Maintenance warning: This project has been abandoned in order to make room for others.

On crates.io On docs.rs Build status

What is this?

This is an extension of my earlier work on triple buffering, which supports readout from multiple consumers at the cost of some extra memory and CPU overhead. You may find it useful for the following class of thread synchronization problems:

  • There is one producer thread and several consumer threads
  • The producer wants to update a shared memory value periodically
  • The consumers wants to access the latest update from the producer at any time

It is currently used as follows:

// Create an SPMC buffer of any Clone type
use spmc_buffer::SPMCBuffer;
let buf = SPMCBuffer::new(2, 1.0);

// Split it into an input and output interface
let (mut buf_input, mut buf_output) = buf.split();

// Create as many extra output interfaces as needed
let mut buf_output2 = buf_output.clone();

// The producer can move a value into the buffer at any time
buf_input.write(4.2);

// A consumer can access the latest value from the producer at any time
let mut latest_value_ref = buf_output.read();
assert_eq!(*latest_value_ref, 4.2);
let latest_value_ref2 = buf_output2.read();
assert_eq!(*latest_value_ref2, 4.2);

Give me details! How does it compare to alternatives?
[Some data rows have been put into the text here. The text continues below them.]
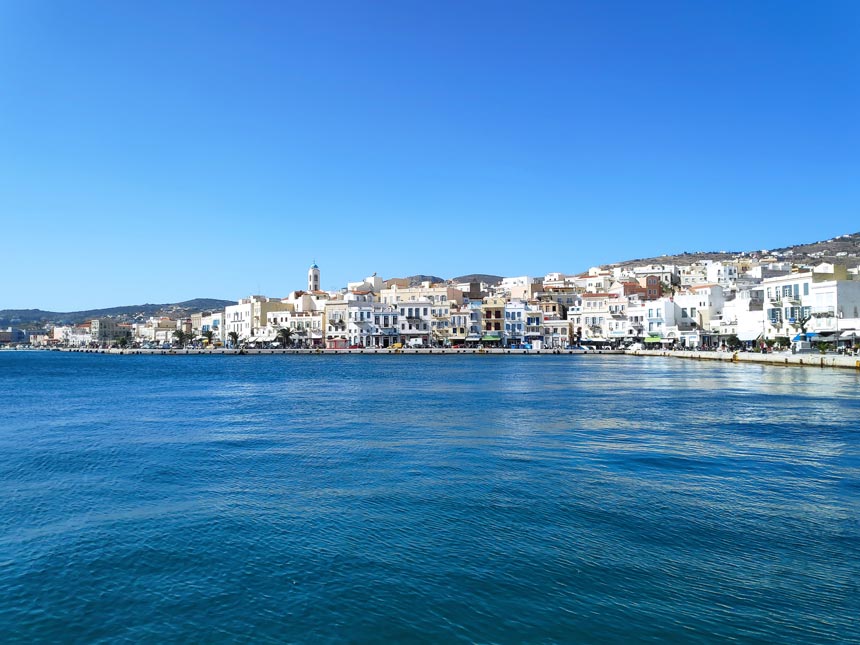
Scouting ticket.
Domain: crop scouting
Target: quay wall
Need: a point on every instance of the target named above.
(332, 352)
(779, 358)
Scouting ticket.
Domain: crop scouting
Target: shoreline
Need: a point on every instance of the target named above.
(780, 359)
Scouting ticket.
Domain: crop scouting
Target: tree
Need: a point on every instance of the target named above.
(801, 322)
(733, 342)
(285, 337)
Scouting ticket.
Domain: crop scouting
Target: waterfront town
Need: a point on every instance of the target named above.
(754, 303)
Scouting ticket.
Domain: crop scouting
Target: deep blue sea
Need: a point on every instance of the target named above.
(491, 499)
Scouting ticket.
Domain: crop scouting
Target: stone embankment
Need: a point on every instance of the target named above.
(776, 358)
(331, 352)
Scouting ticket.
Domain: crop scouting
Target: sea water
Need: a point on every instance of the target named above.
(504, 499)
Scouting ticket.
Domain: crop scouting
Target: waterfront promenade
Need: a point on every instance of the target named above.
(779, 358)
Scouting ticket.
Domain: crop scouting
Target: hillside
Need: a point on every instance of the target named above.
(479, 277)
(844, 249)
(129, 313)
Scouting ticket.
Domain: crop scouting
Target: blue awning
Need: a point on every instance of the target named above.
(809, 336)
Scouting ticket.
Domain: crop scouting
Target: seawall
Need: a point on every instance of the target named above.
(779, 358)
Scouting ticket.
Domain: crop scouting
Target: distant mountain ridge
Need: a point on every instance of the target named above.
(13, 317)
(843, 249)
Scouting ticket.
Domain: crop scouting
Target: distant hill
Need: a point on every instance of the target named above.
(416, 280)
(128, 313)
(479, 277)
(844, 249)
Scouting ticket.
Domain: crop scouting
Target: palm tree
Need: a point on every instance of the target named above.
(285, 336)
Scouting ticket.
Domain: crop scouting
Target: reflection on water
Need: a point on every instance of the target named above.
(398, 498)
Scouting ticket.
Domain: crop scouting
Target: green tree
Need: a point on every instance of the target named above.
(733, 342)
(285, 337)
(801, 322)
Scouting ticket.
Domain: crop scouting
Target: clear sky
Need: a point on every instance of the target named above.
(159, 151)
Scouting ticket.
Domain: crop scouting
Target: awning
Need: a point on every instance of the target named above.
(809, 336)
(748, 335)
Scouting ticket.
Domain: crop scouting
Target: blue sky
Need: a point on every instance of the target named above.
(159, 151)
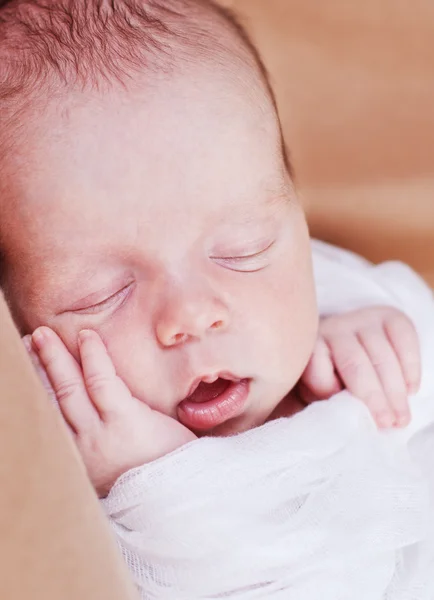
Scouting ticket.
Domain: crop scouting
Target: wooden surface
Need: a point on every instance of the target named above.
(55, 543)
(355, 86)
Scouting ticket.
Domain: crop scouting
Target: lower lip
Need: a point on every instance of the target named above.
(207, 415)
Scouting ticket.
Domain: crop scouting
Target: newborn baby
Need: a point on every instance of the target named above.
(152, 243)
(148, 210)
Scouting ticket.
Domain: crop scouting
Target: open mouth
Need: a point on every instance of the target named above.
(211, 404)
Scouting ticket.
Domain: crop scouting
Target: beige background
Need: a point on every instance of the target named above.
(355, 86)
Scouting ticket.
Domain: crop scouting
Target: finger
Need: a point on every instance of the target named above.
(360, 378)
(389, 372)
(319, 380)
(66, 379)
(107, 391)
(405, 342)
(41, 372)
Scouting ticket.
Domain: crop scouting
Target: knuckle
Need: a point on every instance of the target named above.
(376, 401)
(97, 381)
(67, 388)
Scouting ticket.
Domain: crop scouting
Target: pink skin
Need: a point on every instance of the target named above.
(373, 352)
(171, 228)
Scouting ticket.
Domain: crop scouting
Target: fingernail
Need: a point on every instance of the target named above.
(27, 341)
(39, 337)
(402, 419)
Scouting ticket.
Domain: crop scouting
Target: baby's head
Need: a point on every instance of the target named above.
(145, 194)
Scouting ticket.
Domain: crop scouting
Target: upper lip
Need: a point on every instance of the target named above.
(209, 378)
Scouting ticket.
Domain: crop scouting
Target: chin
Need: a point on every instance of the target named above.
(254, 416)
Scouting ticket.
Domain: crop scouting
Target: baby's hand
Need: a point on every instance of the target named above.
(374, 354)
(114, 431)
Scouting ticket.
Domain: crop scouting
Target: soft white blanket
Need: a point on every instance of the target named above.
(320, 506)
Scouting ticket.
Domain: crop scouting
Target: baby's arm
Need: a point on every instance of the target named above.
(372, 352)
(114, 431)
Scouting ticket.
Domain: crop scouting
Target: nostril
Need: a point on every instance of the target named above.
(179, 338)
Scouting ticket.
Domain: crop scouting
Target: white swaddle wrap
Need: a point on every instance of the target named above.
(320, 506)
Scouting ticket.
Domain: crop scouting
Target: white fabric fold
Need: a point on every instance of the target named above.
(320, 506)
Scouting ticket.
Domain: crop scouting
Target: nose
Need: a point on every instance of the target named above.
(184, 317)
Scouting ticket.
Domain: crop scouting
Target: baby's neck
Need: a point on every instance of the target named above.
(289, 406)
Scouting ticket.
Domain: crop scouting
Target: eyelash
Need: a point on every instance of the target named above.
(107, 302)
(244, 259)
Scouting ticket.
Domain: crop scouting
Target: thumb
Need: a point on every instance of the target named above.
(40, 370)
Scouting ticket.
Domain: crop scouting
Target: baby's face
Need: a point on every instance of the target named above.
(167, 223)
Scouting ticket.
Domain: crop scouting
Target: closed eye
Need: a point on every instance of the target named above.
(247, 263)
(113, 301)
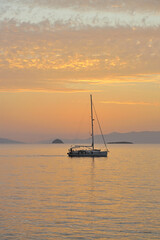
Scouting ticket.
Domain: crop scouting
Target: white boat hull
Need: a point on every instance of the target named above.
(87, 153)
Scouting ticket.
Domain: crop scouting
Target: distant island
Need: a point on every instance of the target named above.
(9, 141)
(57, 141)
(120, 142)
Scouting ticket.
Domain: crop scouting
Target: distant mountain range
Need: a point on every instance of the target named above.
(9, 141)
(134, 137)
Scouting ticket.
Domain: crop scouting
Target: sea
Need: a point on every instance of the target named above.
(45, 195)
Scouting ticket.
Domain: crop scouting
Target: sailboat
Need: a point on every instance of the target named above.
(89, 151)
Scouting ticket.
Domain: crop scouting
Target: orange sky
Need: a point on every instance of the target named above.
(49, 65)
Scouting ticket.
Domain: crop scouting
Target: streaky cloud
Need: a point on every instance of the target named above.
(131, 103)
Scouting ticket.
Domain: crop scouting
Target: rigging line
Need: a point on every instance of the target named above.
(100, 128)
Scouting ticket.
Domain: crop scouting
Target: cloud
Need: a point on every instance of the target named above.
(80, 14)
(131, 103)
(42, 57)
(143, 5)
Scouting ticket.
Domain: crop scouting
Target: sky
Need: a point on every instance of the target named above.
(55, 53)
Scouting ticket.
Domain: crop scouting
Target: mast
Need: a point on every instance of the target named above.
(92, 123)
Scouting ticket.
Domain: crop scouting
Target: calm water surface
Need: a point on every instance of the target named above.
(46, 195)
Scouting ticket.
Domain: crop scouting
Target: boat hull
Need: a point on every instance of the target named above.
(82, 153)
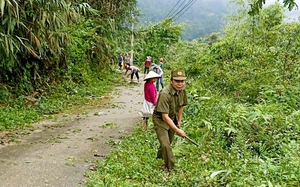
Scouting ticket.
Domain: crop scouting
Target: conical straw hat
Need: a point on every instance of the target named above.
(151, 75)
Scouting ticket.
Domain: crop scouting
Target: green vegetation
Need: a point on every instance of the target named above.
(243, 111)
(243, 88)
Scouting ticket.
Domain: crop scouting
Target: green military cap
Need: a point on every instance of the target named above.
(178, 75)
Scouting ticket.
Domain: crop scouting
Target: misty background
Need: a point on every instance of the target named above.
(200, 17)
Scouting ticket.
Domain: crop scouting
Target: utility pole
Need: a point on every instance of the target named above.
(132, 26)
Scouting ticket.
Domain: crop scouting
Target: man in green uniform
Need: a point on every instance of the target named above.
(167, 116)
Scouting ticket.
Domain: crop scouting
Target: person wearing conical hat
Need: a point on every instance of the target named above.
(167, 117)
(150, 96)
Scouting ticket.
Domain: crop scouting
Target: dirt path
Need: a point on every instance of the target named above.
(57, 154)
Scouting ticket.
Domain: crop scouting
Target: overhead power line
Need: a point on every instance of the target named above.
(182, 11)
(179, 9)
(172, 9)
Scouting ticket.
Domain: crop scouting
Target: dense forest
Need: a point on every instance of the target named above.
(201, 17)
(243, 86)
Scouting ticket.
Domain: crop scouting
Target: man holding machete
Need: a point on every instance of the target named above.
(167, 117)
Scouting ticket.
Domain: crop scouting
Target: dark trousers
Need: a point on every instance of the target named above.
(165, 152)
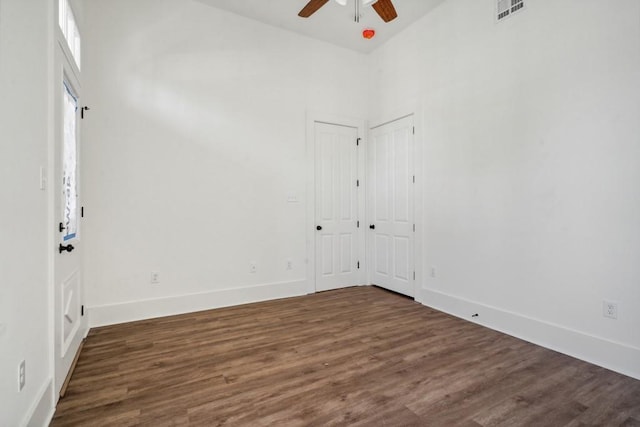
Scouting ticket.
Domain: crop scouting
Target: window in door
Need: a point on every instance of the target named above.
(70, 165)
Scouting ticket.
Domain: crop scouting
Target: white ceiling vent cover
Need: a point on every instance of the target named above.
(507, 8)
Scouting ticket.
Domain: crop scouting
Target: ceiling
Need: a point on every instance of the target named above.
(332, 23)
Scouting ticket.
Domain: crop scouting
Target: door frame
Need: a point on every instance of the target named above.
(360, 125)
(62, 68)
(418, 191)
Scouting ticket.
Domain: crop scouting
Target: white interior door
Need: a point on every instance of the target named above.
(391, 196)
(69, 323)
(336, 178)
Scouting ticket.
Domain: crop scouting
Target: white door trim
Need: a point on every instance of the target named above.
(62, 69)
(360, 125)
(421, 247)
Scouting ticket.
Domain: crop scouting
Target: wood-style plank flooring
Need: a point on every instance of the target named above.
(358, 356)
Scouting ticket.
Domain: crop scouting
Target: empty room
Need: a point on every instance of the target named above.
(320, 212)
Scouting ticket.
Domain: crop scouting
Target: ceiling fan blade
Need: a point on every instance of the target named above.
(386, 10)
(311, 8)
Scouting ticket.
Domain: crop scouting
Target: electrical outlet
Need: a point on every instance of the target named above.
(22, 375)
(610, 309)
(155, 277)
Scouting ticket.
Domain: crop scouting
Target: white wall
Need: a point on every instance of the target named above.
(24, 292)
(194, 141)
(530, 129)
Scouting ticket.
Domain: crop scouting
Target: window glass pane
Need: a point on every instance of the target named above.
(69, 166)
(69, 28)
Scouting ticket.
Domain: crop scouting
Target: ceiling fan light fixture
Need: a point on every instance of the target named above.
(368, 33)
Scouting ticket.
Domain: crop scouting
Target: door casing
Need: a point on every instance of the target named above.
(360, 125)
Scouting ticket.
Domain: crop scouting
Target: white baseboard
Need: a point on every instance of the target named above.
(148, 309)
(599, 351)
(42, 411)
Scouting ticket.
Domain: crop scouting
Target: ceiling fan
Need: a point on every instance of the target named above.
(384, 8)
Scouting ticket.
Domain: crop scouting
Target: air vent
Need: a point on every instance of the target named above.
(507, 8)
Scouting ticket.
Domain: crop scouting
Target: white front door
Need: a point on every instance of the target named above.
(337, 186)
(69, 323)
(391, 197)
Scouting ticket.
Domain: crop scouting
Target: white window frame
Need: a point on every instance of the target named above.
(69, 36)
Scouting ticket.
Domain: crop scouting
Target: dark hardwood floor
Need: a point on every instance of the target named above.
(358, 356)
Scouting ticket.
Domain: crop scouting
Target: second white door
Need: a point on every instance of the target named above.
(336, 178)
(391, 196)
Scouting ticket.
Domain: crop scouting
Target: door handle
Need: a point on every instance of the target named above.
(67, 248)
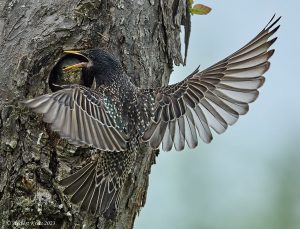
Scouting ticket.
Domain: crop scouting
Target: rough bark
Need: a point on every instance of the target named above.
(143, 34)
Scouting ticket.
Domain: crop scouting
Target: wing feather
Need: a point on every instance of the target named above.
(79, 115)
(213, 98)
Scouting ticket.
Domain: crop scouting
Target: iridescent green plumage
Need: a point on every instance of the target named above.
(117, 116)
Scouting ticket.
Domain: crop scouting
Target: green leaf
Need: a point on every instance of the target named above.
(200, 9)
(190, 3)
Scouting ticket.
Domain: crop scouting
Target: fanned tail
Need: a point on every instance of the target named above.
(96, 187)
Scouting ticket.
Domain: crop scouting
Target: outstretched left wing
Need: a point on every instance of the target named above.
(213, 98)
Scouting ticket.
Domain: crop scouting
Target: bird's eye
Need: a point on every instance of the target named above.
(69, 70)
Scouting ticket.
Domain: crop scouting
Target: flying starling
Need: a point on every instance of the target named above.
(117, 116)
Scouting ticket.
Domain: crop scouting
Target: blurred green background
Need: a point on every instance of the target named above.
(247, 178)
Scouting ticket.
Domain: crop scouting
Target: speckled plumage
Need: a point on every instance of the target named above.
(117, 116)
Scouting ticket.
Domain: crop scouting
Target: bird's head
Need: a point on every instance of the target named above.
(98, 63)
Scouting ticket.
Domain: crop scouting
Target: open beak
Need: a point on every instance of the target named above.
(77, 66)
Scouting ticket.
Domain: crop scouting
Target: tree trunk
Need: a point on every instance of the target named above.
(33, 34)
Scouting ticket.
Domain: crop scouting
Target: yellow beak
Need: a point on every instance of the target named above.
(72, 51)
(75, 66)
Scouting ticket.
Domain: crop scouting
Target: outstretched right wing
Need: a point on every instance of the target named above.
(213, 98)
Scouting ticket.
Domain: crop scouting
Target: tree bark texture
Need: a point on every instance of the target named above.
(144, 34)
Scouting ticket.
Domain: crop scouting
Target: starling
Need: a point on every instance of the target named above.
(118, 116)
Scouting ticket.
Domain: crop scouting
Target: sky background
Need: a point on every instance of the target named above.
(247, 177)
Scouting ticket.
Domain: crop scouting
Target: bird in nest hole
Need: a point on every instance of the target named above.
(117, 116)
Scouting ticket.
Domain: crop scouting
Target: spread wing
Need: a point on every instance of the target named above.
(211, 99)
(79, 115)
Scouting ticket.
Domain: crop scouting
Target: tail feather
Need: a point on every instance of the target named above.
(96, 187)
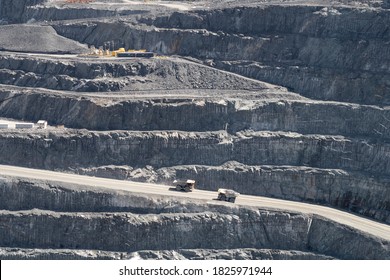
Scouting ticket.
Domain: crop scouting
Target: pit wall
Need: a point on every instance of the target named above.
(12, 11)
(350, 191)
(127, 232)
(351, 188)
(203, 115)
(324, 53)
(172, 148)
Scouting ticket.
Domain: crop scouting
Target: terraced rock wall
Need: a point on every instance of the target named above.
(322, 52)
(199, 228)
(351, 190)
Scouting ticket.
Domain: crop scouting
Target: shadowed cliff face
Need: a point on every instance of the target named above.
(321, 52)
(183, 224)
(318, 133)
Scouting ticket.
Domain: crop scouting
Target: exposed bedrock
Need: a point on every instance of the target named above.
(127, 232)
(323, 53)
(91, 74)
(13, 11)
(35, 39)
(180, 254)
(352, 191)
(345, 190)
(195, 225)
(272, 111)
(169, 148)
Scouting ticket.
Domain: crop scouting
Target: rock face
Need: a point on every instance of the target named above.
(202, 108)
(183, 225)
(326, 183)
(12, 10)
(323, 53)
(41, 39)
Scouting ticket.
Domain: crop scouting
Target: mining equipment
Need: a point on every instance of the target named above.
(227, 195)
(184, 185)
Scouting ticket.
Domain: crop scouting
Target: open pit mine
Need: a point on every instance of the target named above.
(104, 104)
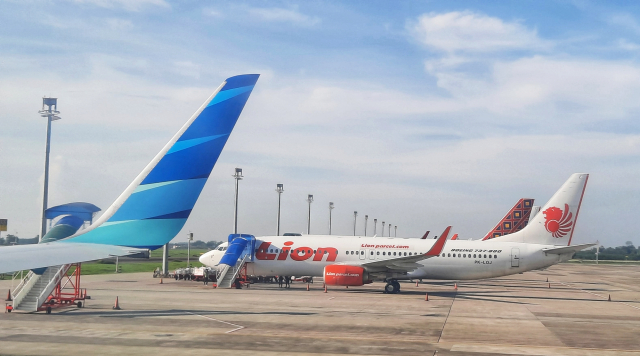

Compared to a triple buffer an SPMC buffer...

  • Supports multiple consumers (that's the point!)
  • Consumes more CPU time and memory in the single-consumer case
  • Is not always wait-free for the writer. The guarantee can be offered, but it has quite large memory costs for many readers.

In short, SPMC buffering is what you're after in scenarios where a shared memory location is updated frequently by a single writer, read by multiple reader who only wants the latest version, and you can spare some RAM.

  • If you need multiple producers, look somewhere else
  • If you only need one consumer, use a triple buffer instead
  • If you can't tolerate the RAM overhead or want to update the data in place, try a Mutex instead (or possibly an RWLock)
  • If the shared value is updated very rarely (e.g. every second), try an RCU
  • If the consumer must get every update, try a message queue

How do I know your unsafe lock-free code is working?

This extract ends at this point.